Sometimes, a guy has to hire an attorney, but if you have a good insurance company with collision, can leave it to them to fight it out. Cutting out a panel and jamming a piece of aluminum under it and filling it with bondo is not a very good repair. This is a main structural item.

Don't take any advice from posters that don't know what they are talking about.


----------



## Robby (Mar 1, 2013)

Wilbrr said:


> http://www.genuinegmparts.com/pdf/v...ze/2011/13_Rocker_Outer_Panel_Replacement.pdf
> 
> Found this on web. How can the dealer body shop manager tell me he can notch it just in front of damage and in back when I see this document. I am getting the runaround from this dealer.

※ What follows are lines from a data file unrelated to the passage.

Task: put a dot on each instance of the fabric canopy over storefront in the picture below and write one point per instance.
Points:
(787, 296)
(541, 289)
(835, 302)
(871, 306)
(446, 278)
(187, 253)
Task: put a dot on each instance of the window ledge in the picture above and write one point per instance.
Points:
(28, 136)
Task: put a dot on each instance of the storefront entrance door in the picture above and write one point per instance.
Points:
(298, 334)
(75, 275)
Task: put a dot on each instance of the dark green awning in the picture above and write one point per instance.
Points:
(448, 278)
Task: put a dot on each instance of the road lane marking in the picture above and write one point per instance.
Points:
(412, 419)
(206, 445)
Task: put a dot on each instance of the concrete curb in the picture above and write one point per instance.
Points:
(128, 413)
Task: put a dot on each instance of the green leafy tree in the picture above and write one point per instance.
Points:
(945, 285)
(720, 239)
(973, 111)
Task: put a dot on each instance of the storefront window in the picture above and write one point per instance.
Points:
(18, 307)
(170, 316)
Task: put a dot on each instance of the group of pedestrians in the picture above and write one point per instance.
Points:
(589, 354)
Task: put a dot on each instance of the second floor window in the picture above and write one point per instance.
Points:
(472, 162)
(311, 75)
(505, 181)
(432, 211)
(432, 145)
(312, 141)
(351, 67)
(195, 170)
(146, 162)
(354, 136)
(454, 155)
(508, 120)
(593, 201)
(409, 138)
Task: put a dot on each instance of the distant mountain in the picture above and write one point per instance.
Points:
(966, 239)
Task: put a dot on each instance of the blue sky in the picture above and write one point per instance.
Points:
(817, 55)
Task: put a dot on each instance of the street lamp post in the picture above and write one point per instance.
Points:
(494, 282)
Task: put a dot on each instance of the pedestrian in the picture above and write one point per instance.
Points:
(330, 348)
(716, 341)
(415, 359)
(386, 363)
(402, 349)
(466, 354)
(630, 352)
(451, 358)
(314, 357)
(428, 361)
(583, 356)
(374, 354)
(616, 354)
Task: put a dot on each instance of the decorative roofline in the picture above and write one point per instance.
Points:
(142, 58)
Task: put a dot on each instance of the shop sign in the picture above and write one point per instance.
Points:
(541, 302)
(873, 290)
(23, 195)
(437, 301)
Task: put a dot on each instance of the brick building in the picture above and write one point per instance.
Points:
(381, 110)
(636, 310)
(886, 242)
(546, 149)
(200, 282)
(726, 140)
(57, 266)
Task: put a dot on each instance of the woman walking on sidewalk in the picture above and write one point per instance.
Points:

Thinking its time to call GM.


Don't bother calling GM.....dealers are independent operations that only market/service GM products.

With that mindset, you must come to terms with the repairer....in this case, I am led to believe the dealer has its own body shop.

Rather than get the proceedure that will be followed from the shop manager who is not a bodyman and has no clue what proceedure will actually be used, discuss the repair with the body shop manager.

This individual does know what the proceedure is, and yes, they may modify the process for your specific repair.
Print the repair page that was posted, take it to the body shop mngr. and ask him to show you, on the line drawing, what proceedure they will follow.

The GM corrosion warranty remains in effect so the repair is, in essence, warranteed.

Rocker panel damage/repair is a common bodyshop proceedure......parking curb swipes seem to be the thing to do......but knowing that it is a common repair should be calming to a degree......this is not uncharted territory.

Rob


----------



## Wilbrr (Jan 30, 2015)

The person i spoke with was the body shop manager. I realize this is not uncharted territory. But I have a vested interest in having them do the repair the proper way. This is a GM document. Notching a foot out of the rocker panel and splicing in only that section leaves me with a weak spot basically where i jack up the car for the front right side. I still dont think I have gotten the real story. Went to the dealer yesterday and looked at the car and noticed that the front grill is cracked. And bumper damage. None of those were there when i dropped the car off. 
I am trying my best to see how the repair should be done or bite the bullet and negotiate for a resonable trade in and purchase another car.


----------